Neo-Luddism is a term used for people who are becoming increasingly skeptical of technological progress. The omniscient Wikipedia declares Neo-Luddism is a derogatory term “used for people showing technophobic leanings.”
I have never thought of myself as technophobic, but perhaps I am beginning to lean that direction. Granted, some of the leaning is purely defensive. I have been the victim of some inglorious and immensely irritating rants on Facebook and Twitter in past years. One person even tried to steal my identity on social media. I also desire to protect my children from some of the abusive behavior we find even in the comment sections of news stories.

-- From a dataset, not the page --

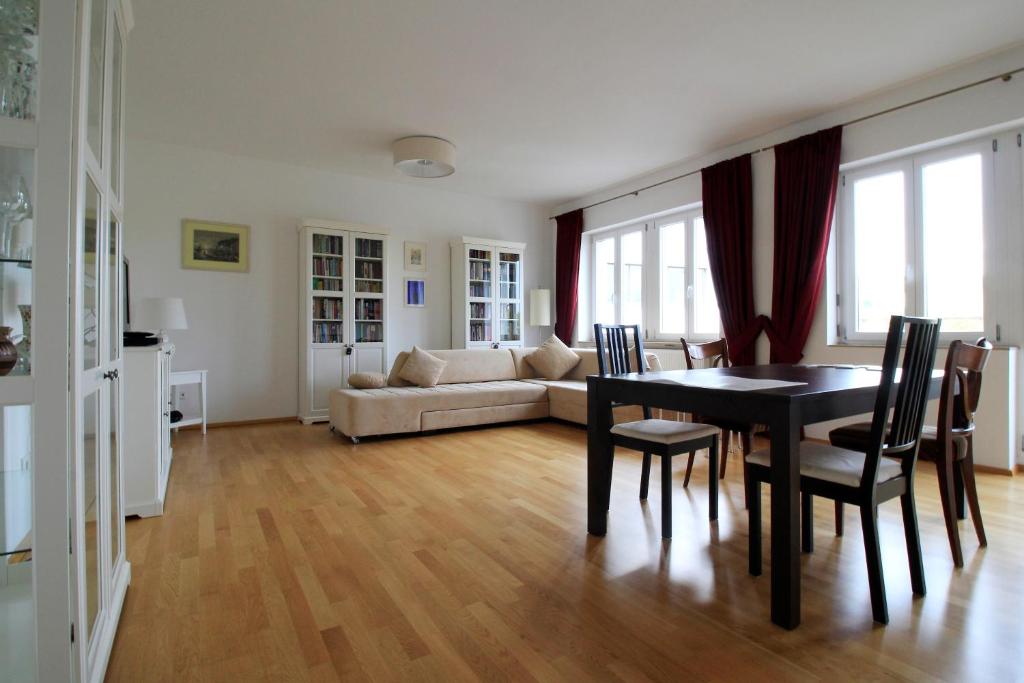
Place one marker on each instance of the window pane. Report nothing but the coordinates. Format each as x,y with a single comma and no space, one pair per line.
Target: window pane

Let’s remember Jesus said, “Out of the heart the mouth speaks.” Sometimes, I wish he would have said, “From the thumbs the heart tweets.”
Yet some of the Neo-Luddism also is an attempt to become more purposefully disciplined. Some of us can become seriously and negatively addicted to our smart devices, which may lead to dumbed-down living.

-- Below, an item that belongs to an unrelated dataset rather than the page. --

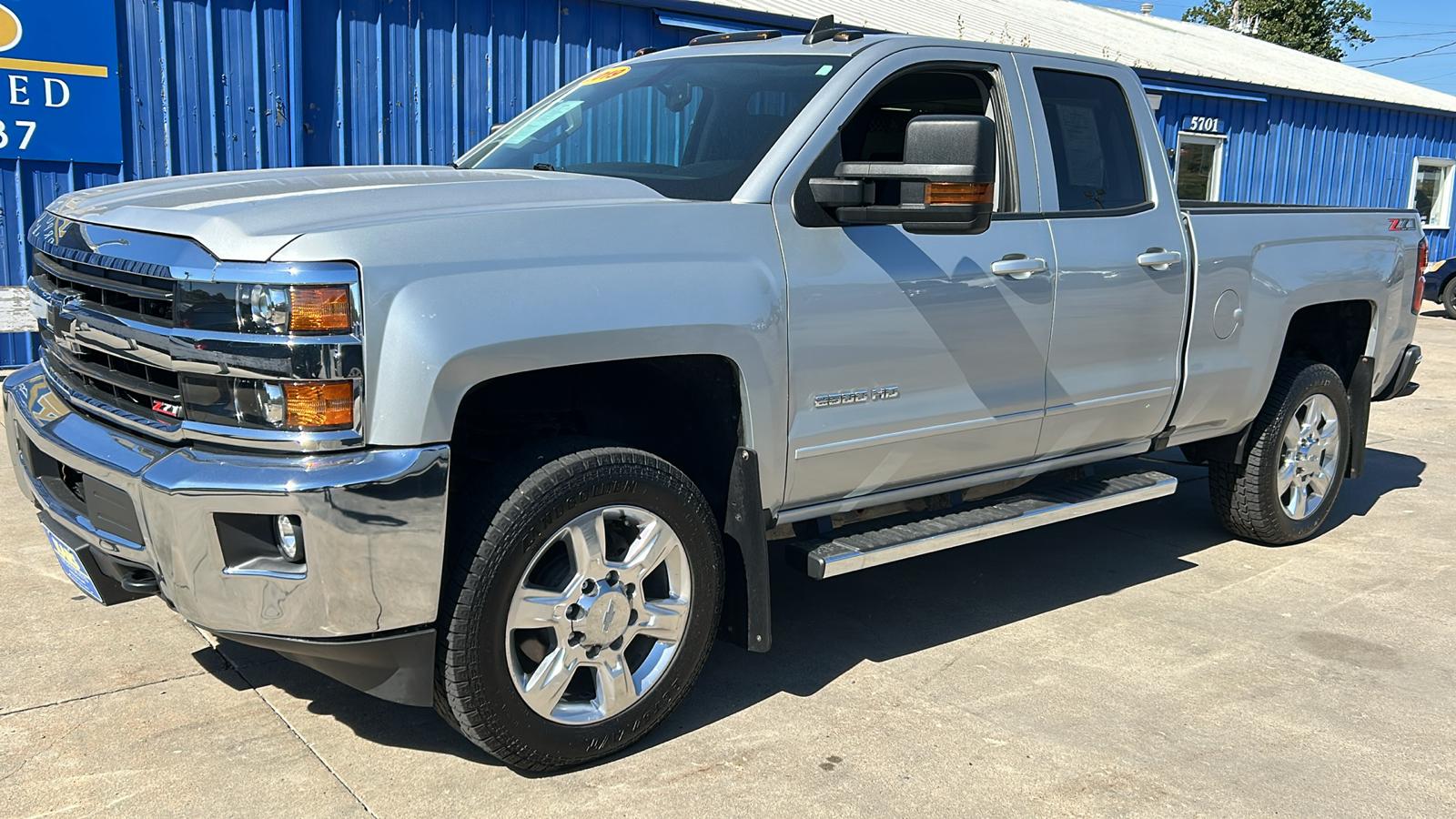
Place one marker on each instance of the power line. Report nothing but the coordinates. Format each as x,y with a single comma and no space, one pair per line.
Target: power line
1424,34
1405,57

For instance, I have just about decided against using PowerPoint during preaching anymore, attempting now to paint more word pictures through narratives and metaphors. It turns out the Bible is full of pictures and good stories if we have eyes to see them.

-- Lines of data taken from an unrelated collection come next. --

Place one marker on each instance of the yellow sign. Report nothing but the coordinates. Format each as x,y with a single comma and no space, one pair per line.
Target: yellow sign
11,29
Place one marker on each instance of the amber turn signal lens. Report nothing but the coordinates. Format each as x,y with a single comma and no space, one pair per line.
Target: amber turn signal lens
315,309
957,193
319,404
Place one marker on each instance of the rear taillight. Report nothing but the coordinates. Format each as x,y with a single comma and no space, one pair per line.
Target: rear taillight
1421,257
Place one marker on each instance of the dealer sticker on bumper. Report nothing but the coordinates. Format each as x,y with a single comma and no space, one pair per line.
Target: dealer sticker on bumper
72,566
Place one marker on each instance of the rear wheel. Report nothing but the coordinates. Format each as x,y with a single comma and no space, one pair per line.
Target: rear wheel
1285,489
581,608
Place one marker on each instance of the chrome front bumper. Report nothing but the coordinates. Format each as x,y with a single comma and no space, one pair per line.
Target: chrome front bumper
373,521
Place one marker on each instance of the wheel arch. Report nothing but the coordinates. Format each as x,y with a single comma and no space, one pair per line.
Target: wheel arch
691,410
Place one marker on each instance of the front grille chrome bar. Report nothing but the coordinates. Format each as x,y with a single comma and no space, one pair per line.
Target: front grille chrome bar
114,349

I also have tried to become more intentional about speaking to someone via phone or in person instead of emails. Communication is difficult enough without any mechanism to translate word inflections or emojis. I also have started to turn off my phone most weekends. Email is only read during office hours. And I deleted all personal social media accounts.
Simplicity & sanity
You would not believe how these simple actions have helped me retain a modicum of sanity. I even toyed with the idea of getting one of those old-fashioned flip phones, which would be a great conversation piece with young people in my congregation.
Our church recently got in on the act, too. We committed the majority of a week last fall to a plan called “Simplify For Him.” The idea was for the church to enjoy the spiritual discipline of simplicity for a period of time during one of the busiest eras of the year in West Texas—football season. We committed to pray and worship together nightly from Sunday through Wednesday. We figured if the church in Acts could gather together for worship daily, then we could sacrifice a week.
All of this to say Neo-Luddism may not be all that bad after all. A bit of tamed skepticism applied to technological progress can save the church from divisive pitfalls. So, before we send the next text message, jump on social networking during a long line at the grocery store, and certainly before we think about tweeting during our commute, let’s consider what it means to be content in all circumstances (Philippians 4:11-13).
James Hassell is senior pastor of First Baptist Church in San Angelo.